The Japanese nuclear disaster and Penn State demonstrate of the high costs of fear-based decisions

I was a bit surprised to hear Tokyo Electric Power Co. recently announced the nuclear disaster resulting from the March 2011 tsunami could have been avoided.  What surprised me was not that the disaster could have been avoided (crises so often can), nor that this contradicted earlier statements by the company that the facility was prepared for such a disaster (differing, later statements are fairly common).

What struck me was the unfortunate irony of this announcement:  the company knew the facility needed improvements, but fear of the political, economic and legal repercussions of making improvements prevented them from getting it done.

Instead of dealing with the costs of safety improvements before the disaster, the utility is now faced with even greater political, economic and legal problems that will last for years—the very problems it was seeking to avoid by not updating the facility.  What’s worse, the cleanup of the nuclear disaster will take decades, and the full effects on humans and the environment have yet to fully seen and understood.

This announcement reminded me of the rationale Penn State used for not reporting concerns about Jerry Sandusky—bad publicity.  The sad irony here: the thing Penn State feared most was the very result of its decisions —bad publicity, in spades.  More concerning and tragic, Penn State’s decisions perpetuated a cycle of abuse leaving at least 10 victims in Jerry Sandusky’s wake.

Organizations have a choice: deal with the problems and challenges of your organization now, or deal with them later.

Dealing now admittedly involves costs, strategy and planning.  It requires bold leadership that is willing to do what is ethical and in the long-term best interest of its stakeholders, even in face of head-in-the-sand types who ask, “Is this really necessary now?”  It requires strength in leaders to advocate for smart, safe choices today, and make the case for why now costs so much less than later.
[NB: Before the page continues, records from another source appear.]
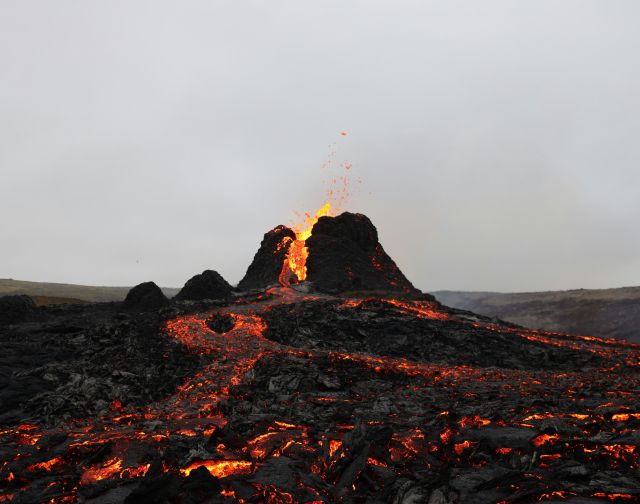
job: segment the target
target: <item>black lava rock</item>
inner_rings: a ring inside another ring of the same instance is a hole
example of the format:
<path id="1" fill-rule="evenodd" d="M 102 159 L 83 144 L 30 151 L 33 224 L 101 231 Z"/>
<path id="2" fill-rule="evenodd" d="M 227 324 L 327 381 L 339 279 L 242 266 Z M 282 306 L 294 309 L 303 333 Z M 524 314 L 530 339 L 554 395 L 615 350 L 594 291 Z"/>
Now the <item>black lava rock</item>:
<path id="1" fill-rule="evenodd" d="M 155 310 L 126 313 L 120 303 L 87 303 L 39 307 L 28 324 L 3 326 L 0 431 L 27 419 L 97 418 L 116 400 L 142 406 L 174 393 L 201 364 L 163 331 L 164 322 Z M 61 439 L 41 442 L 53 450 Z"/>
<path id="2" fill-rule="evenodd" d="M 191 277 L 174 299 L 178 301 L 200 301 L 202 299 L 228 299 L 231 297 L 231 285 L 222 276 L 212 270 Z"/>
<path id="3" fill-rule="evenodd" d="M 167 304 L 168 299 L 154 282 L 144 282 L 136 285 L 128 293 L 124 300 L 126 308 L 136 310 L 148 310 L 160 308 Z"/>
<path id="4" fill-rule="evenodd" d="M 199 494 L 198 496 L 201 497 L 201 500 L 205 500 L 211 494 L 219 493 L 222 487 L 218 478 L 213 476 L 206 467 L 198 467 L 184 479 L 182 490 L 190 494 Z"/>
<path id="5" fill-rule="evenodd" d="M 207 327 L 218 334 L 229 332 L 236 325 L 231 315 L 214 315 L 207 320 Z"/>
<path id="6" fill-rule="evenodd" d="M 176 474 L 160 474 L 144 478 L 124 500 L 124 504 L 158 504 L 170 502 L 180 489 L 180 478 Z"/>
<path id="7" fill-rule="evenodd" d="M 278 283 L 282 264 L 296 234 L 286 226 L 277 226 L 264 235 L 260 248 L 238 284 L 241 290 L 262 289 Z"/>
<path id="8" fill-rule="evenodd" d="M 419 292 L 384 251 L 366 215 L 320 217 L 306 245 L 307 279 L 319 291 Z"/>
<path id="9" fill-rule="evenodd" d="M 36 310 L 36 305 L 29 296 L 0 297 L 0 325 L 27 322 Z"/>

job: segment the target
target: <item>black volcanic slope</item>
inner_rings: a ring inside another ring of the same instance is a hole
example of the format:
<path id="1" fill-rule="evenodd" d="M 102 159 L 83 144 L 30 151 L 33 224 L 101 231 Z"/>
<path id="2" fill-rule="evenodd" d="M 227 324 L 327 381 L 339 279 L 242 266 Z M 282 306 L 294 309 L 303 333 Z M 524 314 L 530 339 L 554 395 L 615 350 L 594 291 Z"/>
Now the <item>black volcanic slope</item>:
<path id="1" fill-rule="evenodd" d="M 241 290 L 263 289 L 278 283 L 288 245 L 296 234 L 286 226 L 277 226 L 265 233 L 247 273 L 238 283 Z M 284 244 L 284 245 L 283 245 Z"/>
<path id="2" fill-rule="evenodd" d="M 378 241 L 366 215 L 320 217 L 307 240 L 308 280 L 322 292 L 417 292 Z"/>
<path id="3" fill-rule="evenodd" d="M 114 401 L 142 405 L 174 392 L 199 359 L 161 331 L 176 312 L 148 301 L 39 307 L 37 322 L 0 326 L 0 430 L 105 414 Z"/>
<path id="4" fill-rule="evenodd" d="M 450 318 L 411 317 L 398 305 L 378 298 L 364 299 L 349 308 L 351 311 L 345 310 L 344 302 L 335 299 L 280 305 L 264 315 L 265 336 L 292 346 L 307 346 L 311 341 L 317 349 L 445 365 L 581 370 L 602 364 L 594 353 L 515 338 L 512 331 L 516 329 L 501 332 L 452 323 Z"/>

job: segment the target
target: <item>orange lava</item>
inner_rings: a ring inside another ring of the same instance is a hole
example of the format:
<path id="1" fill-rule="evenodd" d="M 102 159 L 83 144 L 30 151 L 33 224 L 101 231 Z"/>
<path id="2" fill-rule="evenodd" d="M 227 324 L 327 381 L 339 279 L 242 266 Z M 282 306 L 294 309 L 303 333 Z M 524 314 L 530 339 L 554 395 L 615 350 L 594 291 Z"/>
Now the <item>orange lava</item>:
<path id="1" fill-rule="evenodd" d="M 293 228 L 296 239 L 289 245 L 287 258 L 282 264 L 282 271 L 279 277 L 281 285 L 291 285 L 293 276 L 295 276 L 295 280 L 298 282 L 303 282 L 307 279 L 307 258 L 309 257 L 309 250 L 305 242 L 307 238 L 311 236 L 311 230 L 320 217 L 333 215 L 331 203 L 326 202 L 314 215 L 305 213 L 303 221 Z"/>
<path id="2" fill-rule="evenodd" d="M 31 444 L 31 443 L 29 443 Z M 37 471 L 37 470 L 45 470 L 51 471 L 56 465 L 60 464 L 62 460 L 59 457 L 53 458 L 51 460 L 47 460 L 46 462 L 38 462 L 36 464 L 32 464 L 27 467 L 28 471 Z"/>
<path id="3" fill-rule="evenodd" d="M 558 434 L 540 434 L 531 441 L 531 444 L 533 446 L 542 446 L 543 444 L 554 443 L 558 439 L 560 439 Z"/>
<path id="4" fill-rule="evenodd" d="M 200 460 L 181 469 L 180 472 L 189 476 L 194 469 L 206 467 L 215 477 L 226 478 L 233 474 L 248 474 L 251 472 L 251 466 L 252 463 L 248 460 Z"/>

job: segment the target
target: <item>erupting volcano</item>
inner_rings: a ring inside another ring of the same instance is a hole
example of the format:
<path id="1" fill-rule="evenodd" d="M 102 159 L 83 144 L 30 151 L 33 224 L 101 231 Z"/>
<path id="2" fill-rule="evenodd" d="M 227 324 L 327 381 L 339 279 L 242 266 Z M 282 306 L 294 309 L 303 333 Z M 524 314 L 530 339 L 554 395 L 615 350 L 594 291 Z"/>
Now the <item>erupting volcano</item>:
<path id="1" fill-rule="evenodd" d="M 331 204 L 305 214 L 294 229 L 277 226 L 264 235 L 241 289 L 289 287 L 308 281 L 320 292 L 418 292 L 387 255 L 378 232 L 362 214 L 333 216 Z"/>
<path id="2" fill-rule="evenodd" d="M 0 502 L 640 502 L 640 346 L 442 306 L 328 203 L 234 291 L 2 306 Z"/>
The most important costs organizations must consider for later, however, are not those paid by the organization, but those to be paid by victims. The effect of radiation exposure to humans, ocean and atmosphere is still being fully assessed, but the impact is expected to last decades. The boys victimized by Jerry Sandusky, and their parents, and even their yet-to-be families, are all impacted by Penn State’s concern over bad publicity—and they will be for the rest of their lives.